Se connecter



S'inscrire
Mot de passe oublié

Newsletter


Archives

 
Rss 24 Heures sur l'Aire d'Autoroute de Montblanc (A9)


Week-end classé rouge sur les routes. Samedi midi, 793 km de bouchons, un des pics de l'été. Récit d'une journée sur l'aire de Montblanc (Autoroute A9).

C’était le samedi 30 juillet. Journée noire du fameux chassé-croisé des vacances. Le conducteur, un Polonais, avait bu, beaucoup trop. En sortant de l’aire d’autoroute, il a pris la bretelle en sens interdit et a remonté l’A9, à contresens. Quelques minutes. La troisième collision lui a coûté la vie, comme aux trois personnes qui se trouvaient dans la voiture en face. Sur l’aire de service de Béziers-Montblanc (Hérault), où il a stationné – et vraisemblablement bu – pendant six heures, personne ne l’a vu. Un chauffeur comme il s’en arrête chaque jour des milliers. Qui chaque jour font la queue au comptoir du restaurant, s’impatientent dans la file des toilettes, fument une cigarette, se succèdent à la pompe à essence, à la machine à café, à la douche, à la table de pique-nique. Un conducteur comme il en passe 60.000 par jour, et jusqu’à 140.000 lors des pics estivaux. On stationne sur les aires, lieux anonymes et déshumanisés, quelques dizaines de minutes. Quand la pause dure vingt-quatre heures, on découvre une ville – et des visages.

Les routiers
Début de soirée. Les 35-tonnes sont rangés comme une armée de mastodontes. Devant les machines à café, serviette sur l’épaule, cheveux encore humides, les chauffeurs échangent quelques mots sur la journée finissante. Ils vont passer la nuit sur le parking, dans leur cabine. Les Roumains sont nombreux, comme ce couple qui se relaye au volant pour aller d’Allemagne en Espagne en un temps ultracompétitif. "Les Polonais ont été remplacés par les Roumains et les Bulgares dans le dumping. Nous, on fait une partie du trajet en France, puis ils prennent le relais. Ils coûtent beaucoup moins cher", raconte un employé de Norbert Dentressangle, un des leaders du transport. Un autre, nez pointu et cheveux en brosse, a encore une demi-heure à tuer. Repos obligatoire : quarante-cinq minutes toutes les quatre heures trente.
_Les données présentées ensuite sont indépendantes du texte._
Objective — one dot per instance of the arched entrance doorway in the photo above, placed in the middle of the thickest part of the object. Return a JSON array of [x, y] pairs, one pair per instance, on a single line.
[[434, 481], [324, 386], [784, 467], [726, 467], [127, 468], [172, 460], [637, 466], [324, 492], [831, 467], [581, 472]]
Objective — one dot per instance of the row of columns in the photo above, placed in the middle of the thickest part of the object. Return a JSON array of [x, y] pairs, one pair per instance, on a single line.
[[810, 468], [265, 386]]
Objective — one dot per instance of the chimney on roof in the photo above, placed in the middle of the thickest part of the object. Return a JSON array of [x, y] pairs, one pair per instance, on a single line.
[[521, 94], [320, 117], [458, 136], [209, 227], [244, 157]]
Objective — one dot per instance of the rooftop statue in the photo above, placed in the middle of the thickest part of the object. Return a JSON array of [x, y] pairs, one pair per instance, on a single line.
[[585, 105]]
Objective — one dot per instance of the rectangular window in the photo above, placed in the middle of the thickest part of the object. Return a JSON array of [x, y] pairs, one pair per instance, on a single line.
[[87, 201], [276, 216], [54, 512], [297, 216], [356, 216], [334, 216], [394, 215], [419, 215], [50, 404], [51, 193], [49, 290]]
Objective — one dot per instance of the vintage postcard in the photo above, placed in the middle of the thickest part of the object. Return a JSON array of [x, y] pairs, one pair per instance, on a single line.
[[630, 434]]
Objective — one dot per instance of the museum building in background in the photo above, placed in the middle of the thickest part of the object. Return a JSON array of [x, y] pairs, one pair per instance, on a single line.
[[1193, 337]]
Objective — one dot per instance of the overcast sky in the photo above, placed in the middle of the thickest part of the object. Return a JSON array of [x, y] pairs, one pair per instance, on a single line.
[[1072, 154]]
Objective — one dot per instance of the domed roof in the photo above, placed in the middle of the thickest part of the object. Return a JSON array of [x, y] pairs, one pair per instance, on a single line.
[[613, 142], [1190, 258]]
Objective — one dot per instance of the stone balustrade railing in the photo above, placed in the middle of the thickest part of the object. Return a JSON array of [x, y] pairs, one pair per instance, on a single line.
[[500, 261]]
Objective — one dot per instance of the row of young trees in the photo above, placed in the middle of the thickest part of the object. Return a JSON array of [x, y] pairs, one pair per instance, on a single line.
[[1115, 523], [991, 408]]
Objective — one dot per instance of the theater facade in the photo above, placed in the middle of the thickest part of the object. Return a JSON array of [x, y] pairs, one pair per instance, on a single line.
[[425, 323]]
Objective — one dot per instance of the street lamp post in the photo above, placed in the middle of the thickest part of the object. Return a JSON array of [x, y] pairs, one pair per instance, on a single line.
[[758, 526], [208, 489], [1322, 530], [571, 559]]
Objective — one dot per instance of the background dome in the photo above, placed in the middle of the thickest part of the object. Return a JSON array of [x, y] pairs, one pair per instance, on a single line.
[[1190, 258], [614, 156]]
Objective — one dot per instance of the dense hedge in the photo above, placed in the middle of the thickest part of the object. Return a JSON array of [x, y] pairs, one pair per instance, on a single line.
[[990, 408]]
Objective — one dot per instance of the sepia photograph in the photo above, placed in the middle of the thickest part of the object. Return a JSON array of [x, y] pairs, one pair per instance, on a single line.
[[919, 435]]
Lui roule toujours de nuit, avec les "redifs de RMC". À 7 heures du matin, la plupart des routiers ont décollé. José Ayeda, tee-shirt beige rentré dans le pantalon, vient de s’arrêter pour le petit déjeuner. Trente-neuf ans passés sur les routes, 6 millions de kilomètres au compteur. Il raconte le bébé retrouvé dans son couffin entre les roues du camion, "pour le mettre à l’ombre". Il montre aussi les coups de cutter sur les bâches : "Faut pas croire, il y a aussi des vols entre chauffeurs." Il dénonce "les ferrailleurs du transport", dont les employés "piquent les batteries pendant la nuit". Certains routiers ont toujours une "barre à mine" à portée de main.

Le serveur
Alain a des souvenirs en pagaille et aime les raconter. Chemise et pantalon noirs impeccables, le serveur parle vite, comme pour ne rien oublier dans son exposé de malheurs. Il intervient pour les malaises, aide parfois à changer une roue, tord les portières de voiture quand clés et bébé sont coincés à l’intérieur, raccompagne les papys à leur voiture pour en chasser des voyous qui les rackettent, appelle les pompiers lorsque la compétition pour une place à l’ombre se termine par un nez cassé. Depuis seize ans qu’il débarrasse les tables, il "ne compte plus les accidents" ni les coffres pillés. "Je dis à mes amis : ne vous arrêtez jamais la nuit sur une aire d’autoroute." Ce qui le dépite, ce sont les pilleurs coutumiers, qui opèrent en groupe une razzia ostentatoire dans la boutique de souvenirs. "Il y a quelques années, une fille qui s’était enfermée dans les toilettes a glissé un mot sous la porte : 'Au secours'! Elle venait des pays de l’Est, et des types voulaient l’emmener en Espagne. Ils sont partis avant l’arrivée de la patrouille. À la station, une autre a cassé des bouteilles jusqu’à ce qu’on appelle les gendarmes. Ils l’ont embarquée, mais quand ils l’ont relâchée elle s’est jetée sous un camion."

Les vacanciers
Côté restaurant, les familles prennent leur temps. Certaines pique-niquent sur le parking. D’autres disposent des assiettes, comme cette famille tamoule attablée autour d’un curry d’œufs et de légumes. Cette année, ils sont "moins nombreux", "plus tristes", "plus fauchés", commentent des employés qui regrettent "le grand rush" des étés précédents. "Il y a du monde, mais ça n’achète pas", observe Delphine, à la caisse de la boutique de produits régionaux. Nougats, cèpes à l’huile, cuisses de canard, livres de régimes par dizaines, bols sérigraphiés, tours Eiffel et autres bibelots… "Les Russes et les Ukrainiens sont de bons clients, surtout pour le vin", poursuit la vendeuse. "Les Italiens touchent à tout. Les Chinois… s’il y en a un qui prend un objet, ils repartent tous avec le même." Depuis quelques jours, l’aire vit au rythme des groupes de cars en route pour les Journées mondiales de la jeunesse, à Madrid. Chansons, danses et rires emplissent la terrasse par vagues bruyantes.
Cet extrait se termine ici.